Home Depot down, West Nile up

The housing slump busts the home improvement chain's earnings, but provides fertile breeding ground for mosquitos

Published May 15, 2007 3:42PM (EDT)

Frank Blake, chairman and CEO of Home Depot, did not sugarcoat the news Tuesday morning, during the company's first quarter earnings call. The first words out of his month:

"This was a difficult first quarter for us."

A few seconds later:

"This was worse than we anticipated."

The Home Depot "departments" taking the biggest hits were lumber, building materials, floor work, and kitchen and bath. The reasons? The "soft" housing and home improvement market, and "the coldest April in more than a decade."

Could we have a moratorium on blaming the weather excuses? Weather was not responsible for the fact that, as executive vice president Craig Menear noted, "lumber prices are at their lowest point in five years." Weather is not responsible for the ongoing decline in the percentage of gross domestic product accounted for by "private residential investment" -- from a high of 6.3 percent at the end of 2005 to about 5 percent now.

Weather of a metaphorical kind, might be a problem going forward, however.

"We continue to see head winds in our market," said Menear, "and are not planning on any near term market improvement."

But what's bad news for Home Depot is good news for... mosquitos.

The Housing Bubble Blog alerts us to an alarming story from the Sacramento Bee.
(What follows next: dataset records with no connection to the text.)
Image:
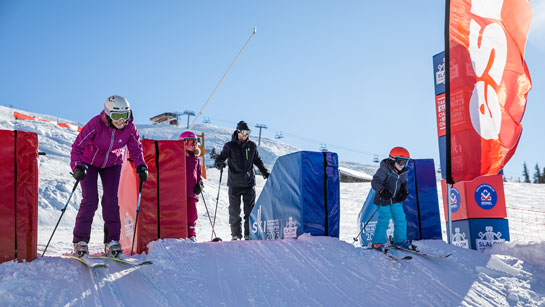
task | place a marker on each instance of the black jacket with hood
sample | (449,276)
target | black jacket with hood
(389,178)
(241,159)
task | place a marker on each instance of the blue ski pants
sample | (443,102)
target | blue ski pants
(385,213)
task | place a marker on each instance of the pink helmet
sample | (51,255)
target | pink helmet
(188,135)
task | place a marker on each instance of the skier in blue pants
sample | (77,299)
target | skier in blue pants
(390,183)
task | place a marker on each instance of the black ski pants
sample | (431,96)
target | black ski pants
(248,197)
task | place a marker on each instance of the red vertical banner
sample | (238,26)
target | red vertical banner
(163,203)
(487,84)
(18,195)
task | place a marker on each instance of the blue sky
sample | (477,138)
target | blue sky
(354,75)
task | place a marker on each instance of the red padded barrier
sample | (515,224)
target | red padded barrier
(18,195)
(163,205)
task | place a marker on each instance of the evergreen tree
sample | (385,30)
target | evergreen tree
(525,173)
(537,175)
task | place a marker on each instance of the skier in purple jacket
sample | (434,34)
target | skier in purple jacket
(98,151)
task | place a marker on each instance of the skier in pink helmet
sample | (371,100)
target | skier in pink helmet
(194,180)
(97,151)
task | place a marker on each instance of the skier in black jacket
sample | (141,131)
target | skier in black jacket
(242,155)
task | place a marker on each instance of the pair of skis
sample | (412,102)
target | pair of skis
(386,251)
(99,261)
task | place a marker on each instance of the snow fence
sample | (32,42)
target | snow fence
(302,195)
(18,195)
(163,203)
(421,206)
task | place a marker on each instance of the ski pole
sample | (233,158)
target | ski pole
(62,213)
(137,211)
(209,218)
(363,228)
(217,199)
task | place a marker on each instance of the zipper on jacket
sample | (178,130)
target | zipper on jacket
(109,149)
(395,190)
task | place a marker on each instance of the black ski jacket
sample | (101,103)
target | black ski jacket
(387,177)
(241,159)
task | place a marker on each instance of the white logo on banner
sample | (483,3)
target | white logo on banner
(290,231)
(459,239)
(485,112)
(488,238)
(257,225)
(128,226)
(440,74)
(272,229)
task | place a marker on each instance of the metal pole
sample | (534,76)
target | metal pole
(219,83)
(363,228)
(62,210)
(137,211)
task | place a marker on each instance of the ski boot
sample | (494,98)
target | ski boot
(81,249)
(378,246)
(112,249)
(405,245)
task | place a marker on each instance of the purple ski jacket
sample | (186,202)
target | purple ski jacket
(193,172)
(102,146)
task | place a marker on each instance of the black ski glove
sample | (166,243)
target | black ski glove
(402,195)
(385,194)
(220,164)
(142,172)
(80,172)
(198,187)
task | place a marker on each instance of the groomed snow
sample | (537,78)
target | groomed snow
(309,271)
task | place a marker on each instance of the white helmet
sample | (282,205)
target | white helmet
(116,104)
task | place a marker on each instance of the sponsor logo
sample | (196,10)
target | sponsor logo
(290,231)
(440,73)
(459,239)
(488,238)
(270,228)
(128,226)
(257,225)
(454,200)
(486,197)
(488,52)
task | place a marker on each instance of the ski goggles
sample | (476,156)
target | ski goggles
(117,116)
(401,161)
(245,132)
(190,142)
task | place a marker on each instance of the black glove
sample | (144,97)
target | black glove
(402,195)
(220,164)
(385,194)
(80,172)
(142,172)
(198,188)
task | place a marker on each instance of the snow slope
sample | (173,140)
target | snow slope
(309,271)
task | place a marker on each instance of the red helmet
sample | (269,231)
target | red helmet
(399,152)
(188,135)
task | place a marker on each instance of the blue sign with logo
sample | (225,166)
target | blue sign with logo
(486,197)
(439,73)
(454,199)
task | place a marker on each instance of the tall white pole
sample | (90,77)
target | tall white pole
(219,83)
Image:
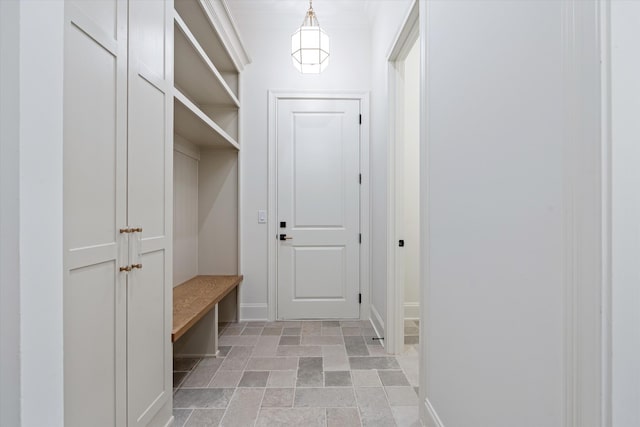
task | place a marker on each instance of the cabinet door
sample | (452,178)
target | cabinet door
(150,165)
(95,134)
There are 9672 homes for sale in California's mosquito-plagued Sacramento and Yolo counties. Around 1400 have swimming pools. Many of them are not being properly maintained while they sit on the market, and mosquitos are beginning to breed in their algae-infested waters like, well, flies. This is raising fears of a particularly virulent West Nile season.

As the region's housing slump creates more vacant houses and a growing excess of homes in transition between buyers and sellers, Culex mosquitoes that can spread the West Nile virus to birds, other animals and humans are thriving in uncared-for swimming pools, garden ponds and yards flooded by broken sprinklers, said David Brown, manager of the Sacramento-Yolo Mosquito and Vector Control District.

"A 5-gallon bucket can literally produce a thousand mosquitoes a week," Brown said. "Multiply that by the surface of a pool and you see how many mosquitoes can affect an entire neighborhood. These mosquitoes can fly one to five miles."

Is Home Depot listening? Looking for new markets? Give some more shelf space to mosquito nets!